Sometimes, individuals will take on credit card debt or apply for loans to make ends meet when they are eligible for Social Security. In the end, the interest paid on this debt can quickly start to outweigh the financial benefit of delaying your claim.

Choosing to claim benefits at full retirement age or even early can make sense for some people who would otherwise need to go into debt to make ends meet. In some cases, you may be able to repay the benefit and delay your claim if your situation improves.
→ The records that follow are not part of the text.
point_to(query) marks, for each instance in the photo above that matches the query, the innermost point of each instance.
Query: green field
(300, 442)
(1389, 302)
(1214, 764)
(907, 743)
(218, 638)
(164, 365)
However, even if this is unlikely to happen, claiming the benefit makes more sense than going into debt.

5. Claiming without coordinating with your spouse.

If you are married, you need to coordinate your Social Security strategy with your spouse, as maximizing your benefits will require a different strategy than if you were each single. Planning with a spouse becomes most important when there is a clear earning disparity between the two parties.

A partner can claim the benefits of the higher-earning spouse through the survivor benefit, but only if the higher-earning individual has already started receiving Social Security. In general, it makes sense to maximize the benefit of the higher earner by delaying that individual’s claim as long as possible. This is because that will guarantee the most income for the remainder of both individuals’ lives.

Maximizing the benefit of the lower earner takes secondary priority. This means it is acceptable to claim the benefit early if doing so makes it possible to delay claiming the other benefit. However, it is important that both parties start receiving Social Security prior to either passing.